The fund invests in both small and medium-sized companies. Positive stock selection is the key driver of performance while sector positioning has detracted from returns over the long term.
The fund has comfortably outperformed the Numis Smaller Companies (-Inv Trust) Index over the past year. This can be attributed to a relatively low exposure to the oil & gas and mining sectors and the manager's good stock picking within the financial and consumer sectors, according to our analysis. Since 2011 the manager has markedly increased the fund's smaller company exposure. This reversed slightly over the past year as he increased exposure to medium-sized companies to around 57% from 52% the previous year. The fund has outperformed the sector over the past year and the manager's has a good long-term track record.
The fund invests in both small and medium-sized companies. Returns have been driven by both positive stock selection and good sector positioning.
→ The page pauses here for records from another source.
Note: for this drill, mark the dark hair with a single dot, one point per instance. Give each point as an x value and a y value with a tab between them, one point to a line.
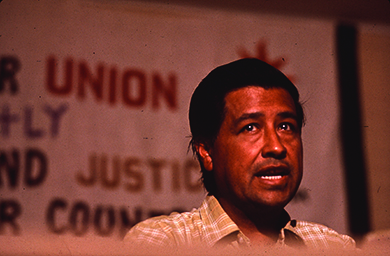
207	106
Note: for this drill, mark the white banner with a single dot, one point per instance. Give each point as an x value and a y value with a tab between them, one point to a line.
94	102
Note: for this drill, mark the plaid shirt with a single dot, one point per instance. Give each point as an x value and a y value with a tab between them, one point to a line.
210	226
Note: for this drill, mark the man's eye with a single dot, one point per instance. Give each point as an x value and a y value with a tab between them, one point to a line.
286	127
249	128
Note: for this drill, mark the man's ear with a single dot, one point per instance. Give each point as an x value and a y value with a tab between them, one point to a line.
205	156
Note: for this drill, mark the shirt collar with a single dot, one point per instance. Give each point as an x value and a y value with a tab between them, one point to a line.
219	226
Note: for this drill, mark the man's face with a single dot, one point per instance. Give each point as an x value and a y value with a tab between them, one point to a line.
257	156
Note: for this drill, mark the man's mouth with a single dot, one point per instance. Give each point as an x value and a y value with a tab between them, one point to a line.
273	173
272	177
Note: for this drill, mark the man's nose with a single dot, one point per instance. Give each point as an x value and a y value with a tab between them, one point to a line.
273	146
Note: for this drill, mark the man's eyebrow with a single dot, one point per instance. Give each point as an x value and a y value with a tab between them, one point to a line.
246	116
288	114
256	115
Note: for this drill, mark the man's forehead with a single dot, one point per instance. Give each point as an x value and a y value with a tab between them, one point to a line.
256	99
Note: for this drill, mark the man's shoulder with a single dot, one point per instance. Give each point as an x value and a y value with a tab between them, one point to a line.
165	230
318	235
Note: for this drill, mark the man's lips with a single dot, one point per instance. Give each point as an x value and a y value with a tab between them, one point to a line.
273	172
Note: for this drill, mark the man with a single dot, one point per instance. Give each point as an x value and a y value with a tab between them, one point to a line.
246	120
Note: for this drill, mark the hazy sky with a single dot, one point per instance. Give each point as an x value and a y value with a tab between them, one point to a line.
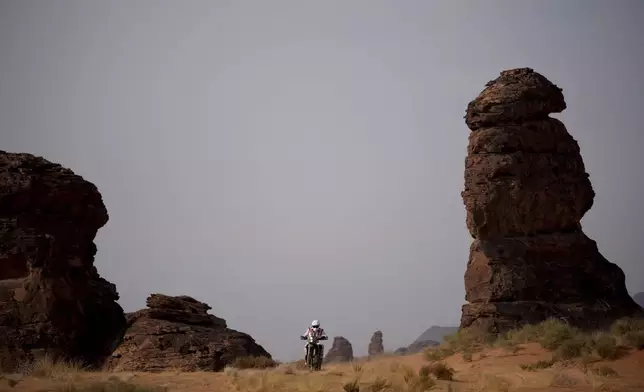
291	160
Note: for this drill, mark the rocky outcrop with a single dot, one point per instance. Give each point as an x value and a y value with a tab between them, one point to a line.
375	345
178	333
526	190
52	299
341	351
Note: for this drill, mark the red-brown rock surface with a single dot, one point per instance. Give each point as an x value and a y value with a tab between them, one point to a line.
340	351
526	190
52	299
178	333
376	346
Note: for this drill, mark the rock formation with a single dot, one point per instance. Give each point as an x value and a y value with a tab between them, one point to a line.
341	351
375	345
52	299
526	190
178	333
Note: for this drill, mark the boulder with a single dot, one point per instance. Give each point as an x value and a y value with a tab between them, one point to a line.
52	299
375	345
526	191
178	333
341	351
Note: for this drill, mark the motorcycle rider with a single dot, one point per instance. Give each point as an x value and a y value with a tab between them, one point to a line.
316	331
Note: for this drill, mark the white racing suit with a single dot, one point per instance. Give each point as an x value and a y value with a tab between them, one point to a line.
317	332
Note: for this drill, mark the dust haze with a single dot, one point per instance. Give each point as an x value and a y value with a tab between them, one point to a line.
286	161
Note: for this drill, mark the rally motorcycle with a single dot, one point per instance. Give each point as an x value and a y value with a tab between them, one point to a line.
314	353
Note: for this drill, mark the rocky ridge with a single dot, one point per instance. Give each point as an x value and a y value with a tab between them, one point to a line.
340	351
178	333
376	346
52	299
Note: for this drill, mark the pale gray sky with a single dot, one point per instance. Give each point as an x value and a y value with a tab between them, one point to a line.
291	160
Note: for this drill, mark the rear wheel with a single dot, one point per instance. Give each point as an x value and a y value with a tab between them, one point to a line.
313	355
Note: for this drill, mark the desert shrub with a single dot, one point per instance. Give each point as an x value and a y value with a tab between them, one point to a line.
469	340
561	380
351	386
47	367
554	333
417	382
441	371
439	353
629	332
625	325
252	362
605	345
379	384
111	385
537	365
634	339
572	348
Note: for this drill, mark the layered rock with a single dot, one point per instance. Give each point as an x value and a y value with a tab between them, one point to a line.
178	333
375	345
526	191
52	299
341	351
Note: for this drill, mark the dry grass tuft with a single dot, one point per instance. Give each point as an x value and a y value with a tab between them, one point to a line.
537	365
112	385
441	371
251	362
47	367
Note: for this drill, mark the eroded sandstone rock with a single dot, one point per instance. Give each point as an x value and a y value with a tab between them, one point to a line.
526	191
375	345
341	351
52	299
178	333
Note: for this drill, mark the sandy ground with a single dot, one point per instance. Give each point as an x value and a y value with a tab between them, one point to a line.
492	370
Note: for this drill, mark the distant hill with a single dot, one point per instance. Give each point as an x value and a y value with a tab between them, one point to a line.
436	334
639	298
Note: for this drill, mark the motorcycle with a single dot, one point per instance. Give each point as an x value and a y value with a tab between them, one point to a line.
313	352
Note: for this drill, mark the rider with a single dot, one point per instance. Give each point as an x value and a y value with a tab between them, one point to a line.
314	330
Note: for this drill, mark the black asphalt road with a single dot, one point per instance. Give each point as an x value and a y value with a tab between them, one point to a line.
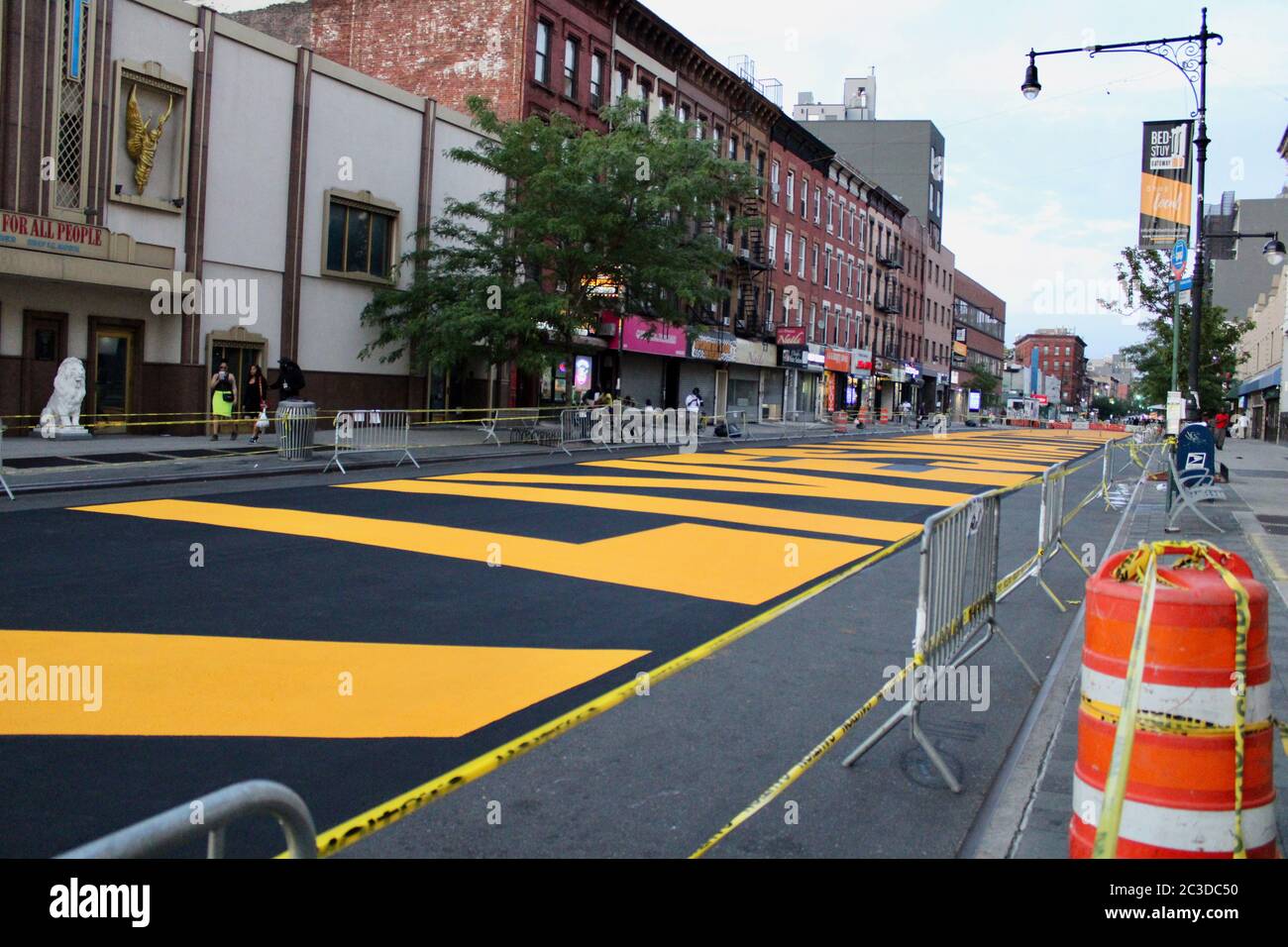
77	571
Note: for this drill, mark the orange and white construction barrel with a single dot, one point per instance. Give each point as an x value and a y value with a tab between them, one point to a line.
1180	795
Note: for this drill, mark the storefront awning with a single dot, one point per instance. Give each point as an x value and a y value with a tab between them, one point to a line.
1266	379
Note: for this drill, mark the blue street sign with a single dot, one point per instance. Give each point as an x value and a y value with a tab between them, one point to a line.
1180	257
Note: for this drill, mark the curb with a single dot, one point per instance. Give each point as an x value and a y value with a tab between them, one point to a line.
1004	814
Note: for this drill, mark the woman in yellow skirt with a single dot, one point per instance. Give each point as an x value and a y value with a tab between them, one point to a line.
223	399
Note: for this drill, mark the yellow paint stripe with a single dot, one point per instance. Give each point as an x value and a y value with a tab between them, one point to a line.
382	815
189	685
867	468
774	483
687	560
743	514
378	817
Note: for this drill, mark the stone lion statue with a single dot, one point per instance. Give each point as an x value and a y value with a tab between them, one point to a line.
62	412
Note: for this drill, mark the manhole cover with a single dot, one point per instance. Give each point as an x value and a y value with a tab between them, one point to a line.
917	767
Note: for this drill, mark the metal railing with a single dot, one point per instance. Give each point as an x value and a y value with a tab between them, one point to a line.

Performance has been good over the past year with positive stock selection contributing to the fund's outperformance relative to the Numis Smaller Companies (-Inv Trust) Index. The manager has had considerable exposure to medium-sized companies over the past five years but has recently been diversifying back into the lower end of the market. We view the manager's move back into smaller companies positively as this is historically where he has added most value.